What tips would you offer for creating #CampVibes—and looking at the world more like a kid again?
“Poler’s not only about [big camping trips], it’s about connecting with the outdoors, having fun, and just being outside—I think people get in their daily routine and forget how much amazing stuff surrounds them in a very local way. People tend to go and look online, like, ‘Well, I wanna go to Tahiti, I want a vacation, I want to go far away’—and the reality is that you guys [at Nordstrom, for example] are in Seattle, and you’ve got incredible places to visit just within an hour or two, where you can go for one day and feel like you’re on a completely different planet. In their daily lives, people just don’t do that [enough]. You get stuck in your routine and don’t remember there’s an opportunity for that kind of childlike experience of learning something new. It’s accessible, even without a lot of money or time.”
Our current Pop-In Shop—LET’S GO!, which Poler is a part of—is inspired by an epic American road trip. What are five of your favorite places in the U.S.?
“One thing I can say is, there’s a reason national parks are national parks. It’s not by mistake that those places have been celebrated and preserved, because they’re some of the greatest places in the world. For my own favorite places, Yosemite would be up there, and everybody should see that once in their life if they can. The whole region of southern Utah, where there’s several national parks and even more state parks down there, is incredible; it’s really unlike anything else you’re going to see anywhere in the world, and it’s one of those places that photos, no matter how good they are, don’t really do it justice…
“…The southern Oregon Coast is also one of my favorite places; just going on a road trip down the coast from Oregon to California is really gorgeous. The Grand Canyon I would say for sure. You can’t really beat the Grand Canyon. And Yellowstone—really incredible, and there’s so much wildlife. Most people have never seen a real moose or a bison and just how huge they are—they almost seem like dinosaurs in real life, because they’re so much bigger than what you think.”
Any tactical do’s and don’ts for the road?
“Well, the Boy Scout motto is to always be prepared.
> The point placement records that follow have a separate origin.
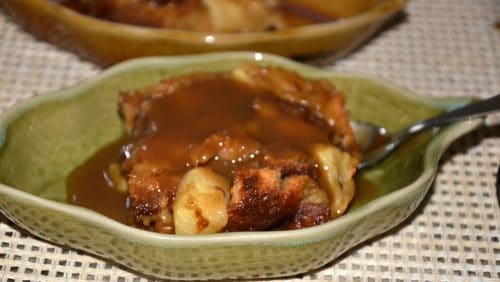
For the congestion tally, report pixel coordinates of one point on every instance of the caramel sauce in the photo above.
(177, 123)
(293, 14)
(89, 186)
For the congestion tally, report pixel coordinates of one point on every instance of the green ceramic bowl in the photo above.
(107, 42)
(42, 140)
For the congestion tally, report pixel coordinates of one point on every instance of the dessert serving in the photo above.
(48, 139)
(205, 15)
(258, 148)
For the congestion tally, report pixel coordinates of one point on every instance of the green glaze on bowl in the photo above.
(43, 139)
(108, 42)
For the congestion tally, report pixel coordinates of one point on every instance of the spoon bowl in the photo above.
(377, 144)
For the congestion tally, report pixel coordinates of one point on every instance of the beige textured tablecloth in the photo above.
(439, 48)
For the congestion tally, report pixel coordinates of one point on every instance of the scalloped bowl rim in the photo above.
(432, 155)
(221, 38)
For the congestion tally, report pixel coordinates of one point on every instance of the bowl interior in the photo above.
(43, 140)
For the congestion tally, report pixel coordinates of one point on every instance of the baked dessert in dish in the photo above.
(204, 15)
(259, 148)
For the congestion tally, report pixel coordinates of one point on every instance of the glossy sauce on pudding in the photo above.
(177, 124)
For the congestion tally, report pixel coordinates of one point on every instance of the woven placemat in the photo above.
(438, 48)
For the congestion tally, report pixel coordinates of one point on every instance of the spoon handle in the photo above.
(476, 109)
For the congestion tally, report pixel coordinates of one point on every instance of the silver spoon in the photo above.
(366, 133)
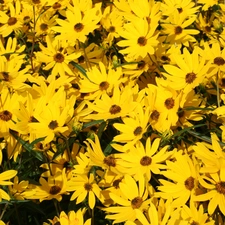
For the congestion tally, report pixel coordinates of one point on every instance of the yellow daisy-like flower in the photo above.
(134, 199)
(72, 218)
(190, 71)
(53, 188)
(77, 25)
(132, 128)
(56, 57)
(119, 105)
(140, 39)
(4, 177)
(141, 161)
(11, 22)
(215, 185)
(83, 187)
(183, 180)
(100, 80)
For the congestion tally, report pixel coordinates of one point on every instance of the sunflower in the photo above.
(4, 177)
(182, 182)
(84, 186)
(11, 22)
(134, 199)
(56, 57)
(78, 24)
(190, 71)
(132, 128)
(214, 183)
(141, 161)
(119, 105)
(100, 80)
(140, 39)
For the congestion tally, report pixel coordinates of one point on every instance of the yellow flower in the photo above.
(100, 80)
(119, 105)
(11, 22)
(214, 183)
(141, 161)
(132, 128)
(140, 39)
(190, 71)
(72, 218)
(134, 200)
(183, 180)
(4, 177)
(53, 188)
(56, 57)
(83, 187)
(77, 25)
(212, 156)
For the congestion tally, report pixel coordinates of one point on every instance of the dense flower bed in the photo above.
(112, 112)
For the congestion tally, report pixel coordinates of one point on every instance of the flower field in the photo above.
(112, 112)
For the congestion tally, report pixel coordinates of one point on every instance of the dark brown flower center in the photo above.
(190, 77)
(56, 5)
(5, 115)
(114, 109)
(169, 103)
(103, 85)
(58, 57)
(78, 27)
(138, 131)
(178, 30)
(155, 115)
(110, 161)
(44, 26)
(189, 183)
(142, 41)
(146, 161)
(53, 124)
(220, 187)
(12, 21)
(136, 202)
(116, 183)
(88, 187)
(219, 61)
(141, 65)
(54, 190)
(180, 10)
(112, 29)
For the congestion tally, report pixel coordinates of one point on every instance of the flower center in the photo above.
(44, 26)
(145, 161)
(114, 109)
(58, 57)
(110, 161)
(103, 85)
(88, 187)
(138, 131)
(142, 41)
(78, 27)
(178, 30)
(56, 5)
(155, 115)
(54, 190)
(5, 115)
(220, 187)
(136, 202)
(219, 61)
(190, 77)
(189, 183)
(53, 124)
(169, 103)
(12, 21)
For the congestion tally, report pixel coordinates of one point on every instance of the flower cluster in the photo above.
(112, 112)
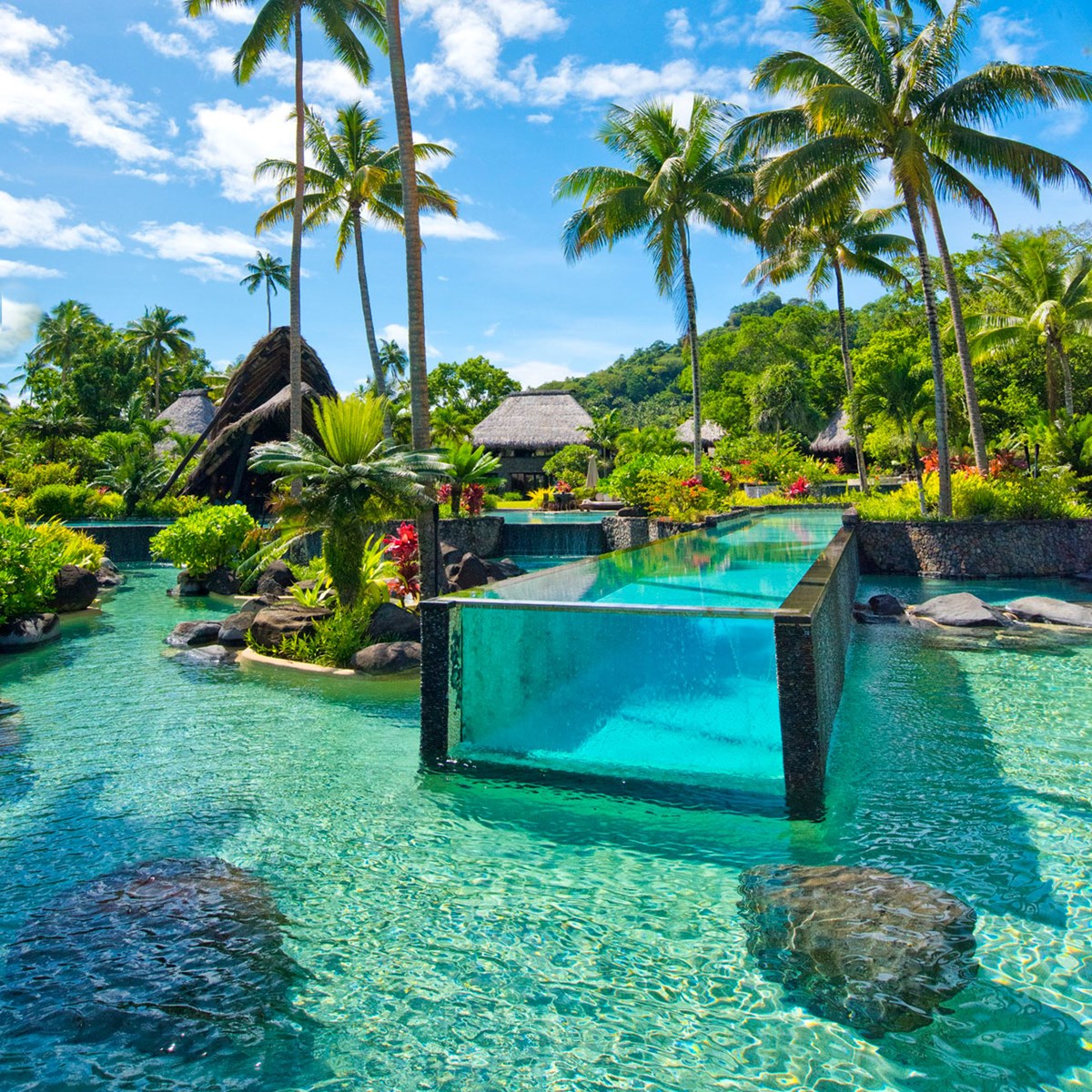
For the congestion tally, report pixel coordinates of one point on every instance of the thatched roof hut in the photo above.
(255, 409)
(534, 420)
(191, 413)
(834, 440)
(710, 432)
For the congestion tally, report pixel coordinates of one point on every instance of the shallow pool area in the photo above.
(450, 933)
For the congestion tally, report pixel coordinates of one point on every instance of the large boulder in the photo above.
(392, 622)
(277, 578)
(960, 609)
(272, 625)
(30, 631)
(389, 658)
(191, 634)
(1057, 612)
(75, 589)
(877, 951)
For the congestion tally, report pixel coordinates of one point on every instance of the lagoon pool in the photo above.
(454, 934)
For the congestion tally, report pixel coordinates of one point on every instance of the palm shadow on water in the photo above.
(130, 950)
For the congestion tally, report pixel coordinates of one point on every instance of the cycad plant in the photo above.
(470, 465)
(1037, 288)
(887, 91)
(279, 25)
(845, 239)
(344, 479)
(354, 179)
(675, 177)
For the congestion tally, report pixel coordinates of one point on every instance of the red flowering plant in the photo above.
(404, 551)
(474, 500)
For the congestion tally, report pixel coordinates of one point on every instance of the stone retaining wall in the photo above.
(976, 550)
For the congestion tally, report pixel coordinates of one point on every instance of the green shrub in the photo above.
(207, 540)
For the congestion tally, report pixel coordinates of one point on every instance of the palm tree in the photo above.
(427, 529)
(270, 271)
(1037, 289)
(343, 476)
(278, 23)
(470, 465)
(890, 93)
(157, 332)
(63, 333)
(675, 176)
(844, 240)
(898, 391)
(354, 177)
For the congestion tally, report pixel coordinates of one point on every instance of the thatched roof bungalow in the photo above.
(529, 427)
(256, 409)
(710, 434)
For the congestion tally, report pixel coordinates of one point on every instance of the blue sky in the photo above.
(126, 157)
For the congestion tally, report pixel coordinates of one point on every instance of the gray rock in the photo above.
(191, 634)
(223, 581)
(108, 574)
(277, 579)
(1044, 609)
(211, 655)
(470, 572)
(272, 625)
(877, 951)
(388, 658)
(392, 622)
(960, 609)
(885, 605)
(75, 589)
(30, 631)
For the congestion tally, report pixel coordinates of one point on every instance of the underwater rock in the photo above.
(190, 634)
(75, 589)
(1057, 612)
(179, 960)
(867, 948)
(27, 632)
(390, 622)
(388, 658)
(960, 609)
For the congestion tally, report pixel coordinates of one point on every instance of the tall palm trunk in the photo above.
(956, 303)
(939, 394)
(295, 339)
(692, 327)
(379, 378)
(427, 531)
(858, 442)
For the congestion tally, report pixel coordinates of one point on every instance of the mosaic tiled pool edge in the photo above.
(808, 642)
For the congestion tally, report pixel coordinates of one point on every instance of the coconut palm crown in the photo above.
(675, 176)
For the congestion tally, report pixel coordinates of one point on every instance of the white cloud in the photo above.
(234, 139)
(20, 36)
(1005, 38)
(680, 33)
(207, 250)
(436, 227)
(10, 270)
(37, 91)
(43, 222)
(17, 322)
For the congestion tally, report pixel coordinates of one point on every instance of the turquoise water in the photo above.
(475, 935)
(753, 565)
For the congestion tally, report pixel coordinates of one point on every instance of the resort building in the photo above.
(529, 427)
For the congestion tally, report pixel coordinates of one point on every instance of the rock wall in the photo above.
(976, 550)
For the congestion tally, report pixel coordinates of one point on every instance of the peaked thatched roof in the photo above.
(534, 420)
(834, 440)
(710, 432)
(255, 409)
(191, 413)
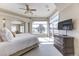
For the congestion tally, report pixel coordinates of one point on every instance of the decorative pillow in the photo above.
(14, 34)
(1, 39)
(2, 36)
(8, 34)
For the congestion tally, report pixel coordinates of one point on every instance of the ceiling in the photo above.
(42, 9)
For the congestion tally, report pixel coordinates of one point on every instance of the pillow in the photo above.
(8, 34)
(1, 40)
(2, 36)
(14, 34)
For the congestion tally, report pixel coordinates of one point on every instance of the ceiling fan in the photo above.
(28, 9)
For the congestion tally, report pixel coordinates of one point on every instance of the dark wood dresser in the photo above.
(65, 44)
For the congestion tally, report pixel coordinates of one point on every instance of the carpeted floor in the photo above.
(45, 48)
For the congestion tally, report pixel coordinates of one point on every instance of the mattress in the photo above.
(18, 43)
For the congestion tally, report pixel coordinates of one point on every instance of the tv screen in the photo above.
(65, 25)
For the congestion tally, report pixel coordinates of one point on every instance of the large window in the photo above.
(39, 27)
(54, 24)
(22, 29)
(13, 28)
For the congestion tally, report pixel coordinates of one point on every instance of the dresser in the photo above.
(65, 44)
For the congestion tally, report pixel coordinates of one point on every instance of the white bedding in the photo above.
(20, 42)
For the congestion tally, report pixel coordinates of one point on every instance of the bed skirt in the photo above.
(22, 52)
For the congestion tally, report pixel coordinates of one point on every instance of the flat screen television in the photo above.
(65, 25)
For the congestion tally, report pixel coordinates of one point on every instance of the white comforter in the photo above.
(20, 42)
Always plan for a little colder weather than what you think it will be, because it sucks being cold. Don’t underestimate food and water needs, because you’re used to having those things on hand at home, and if you run out, it can be dangerous. Even if it’s just annoying, it can put a damper on things. You also always want to have a good mixtape—it’s key having some good tunes for the road, to set the tone and have a good vibe going out there.”
What are your camp rations of choice?
“If you’re backpacking into the wilderness, you’ve gotta save weight, but most people don’t do that. For car camping, I tend to bring some kind of meat for protein—a good steak or some sausages. A lot of times, we’ll make a salad—some kind of a nice grain salad like a couscous, or something that’s without lettuce that’s gonna wilt; you can make a big jar and have it ready to go. And then, always, classic s’mores for dessert. If you want to go big, you can do a cobbler in a Dutch oven, or something like that. A few things are much better when they’re done outside—like eating and showering. Any time you can eat good food in a beautiful place, it’s even better than it would be in a restaurant. Same thing goes for bathing outside, for some reason. It’s kind of magic.”